Aécio Neves divulga documento e recebe apoio de Marina Silva

13/10/2014

A candidata da coligação Unidos pelo Brasil, Marina Silva (PSB), que não conseguiu passar para o segundo turno das eleições para a presidência da República, declarou no domingo 12 de outubro apoio a Aécio Neves (PSDB) na disputa com a presidente Dilma Rousseff (PT). Marina declarou seu apoio após o tucano divulgar, no dia anterior, o documento “Juntos pela Democracia, pela Inclusão Social e pelo Desenvolvimento Sustentável”.

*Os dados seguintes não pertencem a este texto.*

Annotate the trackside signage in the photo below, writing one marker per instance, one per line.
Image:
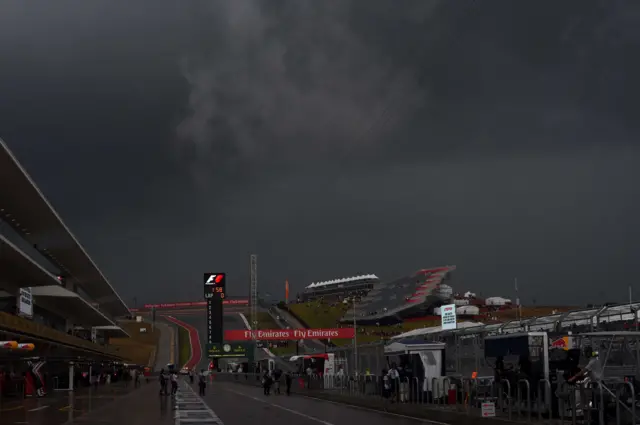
(196, 304)
(448, 313)
(288, 334)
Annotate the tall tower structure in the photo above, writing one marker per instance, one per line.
(254, 294)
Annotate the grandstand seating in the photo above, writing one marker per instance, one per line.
(340, 287)
(413, 294)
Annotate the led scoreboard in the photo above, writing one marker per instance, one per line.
(214, 293)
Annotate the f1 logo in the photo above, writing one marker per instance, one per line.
(213, 278)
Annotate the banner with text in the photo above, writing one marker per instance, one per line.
(196, 304)
(288, 334)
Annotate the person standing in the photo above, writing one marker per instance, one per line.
(163, 382)
(287, 379)
(277, 374)
(174, 383)
(202, 382)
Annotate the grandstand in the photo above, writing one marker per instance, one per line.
(340, 287)
(409, 296)
(52, 294)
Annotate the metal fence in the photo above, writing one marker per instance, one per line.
(477, 398)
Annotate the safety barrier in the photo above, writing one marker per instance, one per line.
(524, 402)
(11, 391)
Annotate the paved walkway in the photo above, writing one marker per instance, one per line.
(116, 405)
(241, 405)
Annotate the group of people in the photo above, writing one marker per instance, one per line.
(272, 378)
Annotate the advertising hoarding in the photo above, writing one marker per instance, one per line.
(448, 315)
(289, 334)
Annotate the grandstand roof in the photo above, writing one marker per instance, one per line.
(581, 317)
(63, 301)
(19, 269)
(26, 209)
(343, 280)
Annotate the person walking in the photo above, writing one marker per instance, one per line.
(163, 382)
(202, 382)
(174, 383)
(277, 374)
(287, 379)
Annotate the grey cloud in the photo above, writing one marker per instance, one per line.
(296, 82)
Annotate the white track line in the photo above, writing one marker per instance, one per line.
(368, 409)
(204, 404)
(295, 412)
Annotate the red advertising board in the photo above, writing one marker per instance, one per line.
(289, 334)
(240, 301)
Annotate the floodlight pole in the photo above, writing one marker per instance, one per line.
(355, 339)
(254, 296)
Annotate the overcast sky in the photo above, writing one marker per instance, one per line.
(334, 138)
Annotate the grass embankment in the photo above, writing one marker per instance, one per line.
(184, 346)
(142, 347)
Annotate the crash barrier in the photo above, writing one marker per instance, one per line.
(525, 401)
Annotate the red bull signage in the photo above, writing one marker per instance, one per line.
(288, 334)
(449, 320)
(563, 343)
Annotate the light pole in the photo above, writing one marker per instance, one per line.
(355, 338)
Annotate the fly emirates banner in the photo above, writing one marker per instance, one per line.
(286, 334)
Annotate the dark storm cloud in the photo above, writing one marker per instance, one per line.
(315, 79)
(334, 138)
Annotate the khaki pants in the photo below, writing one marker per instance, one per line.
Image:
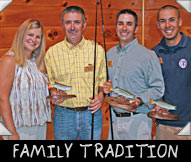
(164, 132)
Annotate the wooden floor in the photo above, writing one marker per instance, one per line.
(105, 128)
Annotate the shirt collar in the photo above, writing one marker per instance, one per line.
(128, 47)
(71, 46)
(181, 44)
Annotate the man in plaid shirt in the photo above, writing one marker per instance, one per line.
(71, 62)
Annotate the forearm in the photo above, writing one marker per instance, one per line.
(6, 114)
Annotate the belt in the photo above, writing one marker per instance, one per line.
(127, 114)
(77, 109)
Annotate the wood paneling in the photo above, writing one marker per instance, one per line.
(49, 13)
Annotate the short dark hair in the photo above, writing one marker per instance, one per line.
(168, 6)
(130, 12)
(74, 9)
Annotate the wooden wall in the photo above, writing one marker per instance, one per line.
(49, 12)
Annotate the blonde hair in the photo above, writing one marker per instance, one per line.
(18, 44)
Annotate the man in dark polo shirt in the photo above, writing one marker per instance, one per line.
(174, 51)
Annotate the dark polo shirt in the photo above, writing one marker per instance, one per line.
(176, 69)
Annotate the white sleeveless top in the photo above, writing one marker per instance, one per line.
(28, 96)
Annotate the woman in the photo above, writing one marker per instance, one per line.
(23, 83)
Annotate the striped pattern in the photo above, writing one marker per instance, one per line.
(73, 66)
(28, 96)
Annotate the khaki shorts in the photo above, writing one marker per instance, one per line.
(164, 132)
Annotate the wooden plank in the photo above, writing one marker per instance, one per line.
(156, 4)
(51, 16)
(82, 3)
(55, 34)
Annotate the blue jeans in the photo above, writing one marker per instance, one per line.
(71, 125)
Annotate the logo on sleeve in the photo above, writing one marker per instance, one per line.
(183, 63)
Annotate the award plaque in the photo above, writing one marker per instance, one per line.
(163, 115)
(121, 103)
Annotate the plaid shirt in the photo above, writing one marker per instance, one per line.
(73, 66)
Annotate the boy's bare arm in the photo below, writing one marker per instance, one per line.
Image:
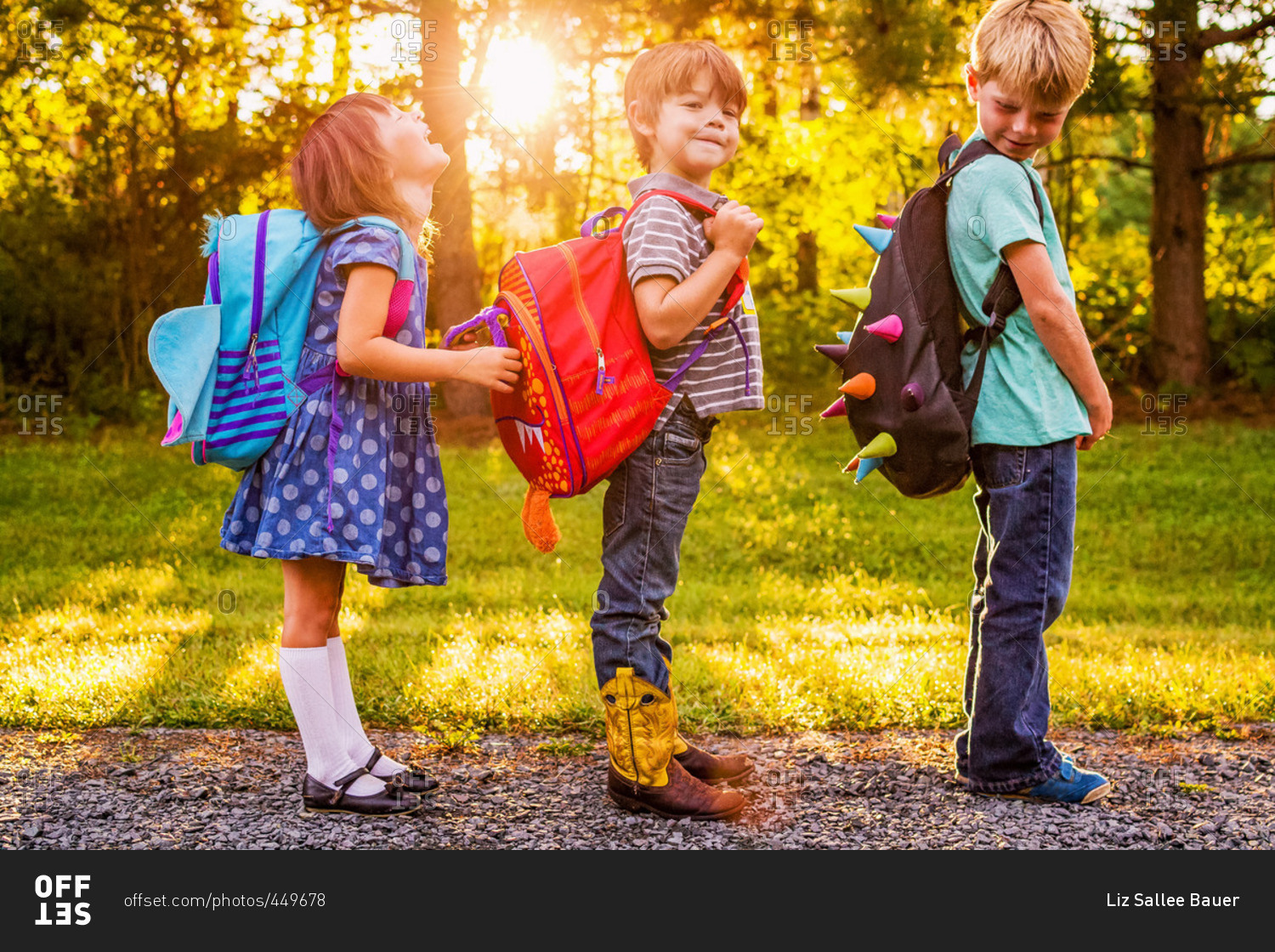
(668, 310)
(1061, 332)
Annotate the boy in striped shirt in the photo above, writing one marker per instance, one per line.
(683, 104)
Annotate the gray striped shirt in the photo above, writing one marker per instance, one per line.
(666, 239)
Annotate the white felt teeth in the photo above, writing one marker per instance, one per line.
(527, 434)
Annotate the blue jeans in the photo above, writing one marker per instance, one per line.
(644, 515)
(1027, 513)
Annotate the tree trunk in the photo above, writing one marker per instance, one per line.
(454, 292)
(1180, 320)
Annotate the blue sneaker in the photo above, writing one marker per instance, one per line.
(963, 779)
(1068, 785)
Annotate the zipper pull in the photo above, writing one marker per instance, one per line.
(250, 362)
(602, 372)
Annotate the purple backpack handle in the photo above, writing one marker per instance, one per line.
(489, 316)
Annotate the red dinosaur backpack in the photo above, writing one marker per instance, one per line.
(586, 395)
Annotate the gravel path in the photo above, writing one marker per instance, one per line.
(237, 789)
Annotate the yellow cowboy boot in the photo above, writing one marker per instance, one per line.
(701, 765)
(643, 775)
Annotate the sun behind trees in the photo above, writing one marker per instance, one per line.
(125, 124)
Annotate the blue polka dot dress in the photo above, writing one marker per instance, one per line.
(388, 507)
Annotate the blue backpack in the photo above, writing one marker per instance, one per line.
(230, 365)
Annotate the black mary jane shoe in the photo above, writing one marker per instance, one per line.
(389, 802)
(411, 780)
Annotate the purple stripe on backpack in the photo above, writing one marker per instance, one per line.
(267, 348)
(240, 438)
(242, 416)
(232, 375)
(226, 428)
(246, 397)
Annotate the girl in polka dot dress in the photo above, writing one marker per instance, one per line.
(375, 497)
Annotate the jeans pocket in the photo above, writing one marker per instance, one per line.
(680, 449)
(1001, 467)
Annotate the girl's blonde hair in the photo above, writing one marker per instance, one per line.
(342, 170)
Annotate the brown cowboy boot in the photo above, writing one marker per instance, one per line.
(643, 775)
(701, 765)
(709, 768)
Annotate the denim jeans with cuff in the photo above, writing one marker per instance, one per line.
(1027, 513)
(644, 513)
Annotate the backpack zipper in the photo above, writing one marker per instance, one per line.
(551, 377)
(588, 319)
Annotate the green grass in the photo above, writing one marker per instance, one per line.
(805, 602)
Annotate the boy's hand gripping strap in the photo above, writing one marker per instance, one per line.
(734, 292)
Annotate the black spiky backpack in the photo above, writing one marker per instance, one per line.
(900, 366)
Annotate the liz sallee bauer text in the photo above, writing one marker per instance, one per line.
(1164, 900)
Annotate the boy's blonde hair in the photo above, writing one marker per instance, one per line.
(670, 69)
(342, 171)
(1038, 48)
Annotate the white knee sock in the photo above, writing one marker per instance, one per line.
(356, 742)
(308, 683)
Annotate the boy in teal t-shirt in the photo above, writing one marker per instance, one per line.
(1040, 402)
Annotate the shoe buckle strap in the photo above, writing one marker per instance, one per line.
(347, 781)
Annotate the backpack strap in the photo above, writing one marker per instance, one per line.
(400, 300)
(734, 287)
(1004, 298)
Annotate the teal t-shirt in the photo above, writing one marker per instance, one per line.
(1025, 400)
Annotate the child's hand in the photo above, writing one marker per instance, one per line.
(1099, 421)
(734, 230)
(466, 342)
(492, 367)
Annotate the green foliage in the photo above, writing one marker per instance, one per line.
(155, 114)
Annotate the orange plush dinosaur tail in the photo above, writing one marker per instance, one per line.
(538, 524)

Assinado pelo candidato tucano e dirigido a Marina e aos grupos que apoiaram sua candidatura, o documento apresenta propostas que abordam questões destacadas pela candidata e ex-ministra do Meio Ambiente como importantes para dar seu apoio no segundo turno. A primeira delas diz respeito à política de demarcação das terras indígenas, que enfrenta crescente oposição no Congresso Nacional e que, no âmbito do Governo Dilma Rousseff, tem sido objeto de severas críticas por parte de entidades de apoio aos índios.

No documento, o candidato do PSDB acusa Dilma Rousseff de ser “negligente na questão da demarcação das terras indígenas”, o que estaria acirrando conflitos entre produtores e índios. O tucano se posiciona “pela manutenção da prerrogativa constitucional do Poder Executivo de demarcar as terras indígenas, ouvindo os Estados e os órgãos federais cuja ação tenham conexão com o tema”, aludindo possivelmente à Proposta de Emenda Constitucional 215, em tramitação na Câmara dos Deputados, que pretende transferir para o Congresso a condução dos procedimentos demarcatórios.

No documento, Aécio Neves afirma, ainda, que criará um “fundo de regularização fundiária” para resolver casos de terras indígenas onde haja proprietários com títulos de posse legítimos e promete que quilombolas e outras populações tradicionais terão suas reivindicações atendidas. O texto indica uma mudança na posição do tucano, já que, em agosto, havia declarado, em uma sabatina realizada na Confederação Nacional da Agricultura (CNA), que pretendia retirar da Funai a prerrogativa de definir a demarcação das terras indígenas.

Desmatamento e unidades de conservação

O documento assinado pelo candidato tucano aborda, ainda, o desmatamento dos biomas brasileiros e unidades de conservação. Nele, postula que “o moderno agronegócio brasileiro defende um programa efetivo de preservação da riqueza florestal visando ao objetivo maior de alcançarmos o desmatamento zero”.

Afirma, também, que “estabeleceremos uma política efetiva de unidades de conservação, não apenas para garantir a implantação e o correto uso das já existentes, como para retomar o processo de ampliação do Sistema Nacional de Unidades de Conservação, paralisado no atual governo”.

A política de Dilma Rousseff para essas áreas é também objeto de persistentes críticas e, em 2012, suscitou uma auditoria do Tribunal de Contas da União, que concluiu que as unidades de conservação se encontram em situação de “semi-abandono”. Um levantamento do site Contas Aberta, divulgado há poucos dias, constatou que apenas 33% do orçamento federal destinado ao combate ao desmatamento haviam sido executados até o final de setembro.